La première semaine, la photographe Isabelle Hayeur leur avait soumis de «voir autrement» en utilisant des photos personnelles pour créer leur oeuvre. Chaque vendredi, le jury formé de Mark Lanctôt, conservateur au MACM, Jo-Ann Kane, conservatrice de la collection de la Banque nationale, et du critique d'art Nicolas Mavrikakis, pose un regard sur le travail des artistes, soulignant points forts et points faibles. Puis un autre mentor vient les rencontrer et propose un autre thème d'inspiration pour la semaine suivante.

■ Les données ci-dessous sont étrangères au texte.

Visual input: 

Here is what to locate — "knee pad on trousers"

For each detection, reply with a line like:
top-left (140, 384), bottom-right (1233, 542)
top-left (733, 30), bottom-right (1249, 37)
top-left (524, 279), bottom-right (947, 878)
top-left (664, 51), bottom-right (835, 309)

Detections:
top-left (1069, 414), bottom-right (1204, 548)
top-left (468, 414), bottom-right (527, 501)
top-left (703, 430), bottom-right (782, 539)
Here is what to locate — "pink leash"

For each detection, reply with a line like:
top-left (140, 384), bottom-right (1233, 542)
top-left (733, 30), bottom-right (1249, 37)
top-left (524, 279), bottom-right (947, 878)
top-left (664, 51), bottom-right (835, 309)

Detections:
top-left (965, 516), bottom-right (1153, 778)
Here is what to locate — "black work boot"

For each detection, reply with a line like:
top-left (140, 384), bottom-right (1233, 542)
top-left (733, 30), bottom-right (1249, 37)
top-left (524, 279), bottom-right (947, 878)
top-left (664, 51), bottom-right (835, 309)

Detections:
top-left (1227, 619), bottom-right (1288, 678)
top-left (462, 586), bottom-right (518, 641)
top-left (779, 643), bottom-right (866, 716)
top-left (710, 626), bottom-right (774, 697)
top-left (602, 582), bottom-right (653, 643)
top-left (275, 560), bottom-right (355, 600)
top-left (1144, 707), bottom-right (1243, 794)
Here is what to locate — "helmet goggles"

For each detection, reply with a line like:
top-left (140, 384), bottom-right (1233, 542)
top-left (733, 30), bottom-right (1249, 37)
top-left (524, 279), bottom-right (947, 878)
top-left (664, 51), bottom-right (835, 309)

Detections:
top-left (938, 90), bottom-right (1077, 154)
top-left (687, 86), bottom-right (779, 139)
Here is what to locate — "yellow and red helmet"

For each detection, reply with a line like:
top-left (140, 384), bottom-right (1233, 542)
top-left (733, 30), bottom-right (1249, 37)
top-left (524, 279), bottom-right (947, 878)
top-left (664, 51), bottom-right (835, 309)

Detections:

Quand La Presse est passée à l'Arsenal, hier, le sculpteur David Altmejd (qui vient de vernir une nouvelle exposition à la galerie Andrea Rosen de New York) était sur place pour discuter avec les artistes. «Ils ont tous une pratique sérieuse, a dit David Altmejd. Je voulais qu'ils pensent à construire un objet qui va potentiellement exister intensément dans le monde. Pour qu'ils poussent leur vision le plus possible.»

Les autres mentors qui encadreront les artistes sont le sculpteur Jean-Pierre Gauthier, la peintre Cynthia Girard, l'artiste et professeur François Morelli, le peintre Marc Séguin et l'artiste Bettina Hoffman. Régulièrement, quelque 35 artistes, commissaires d'expositions, conservateurs, critiques et galeristes visiteront les six jeunes artistes pour voir leurs oeuvres. Avant-hier, c'était le cas du collectionneur Stephen Bronfman.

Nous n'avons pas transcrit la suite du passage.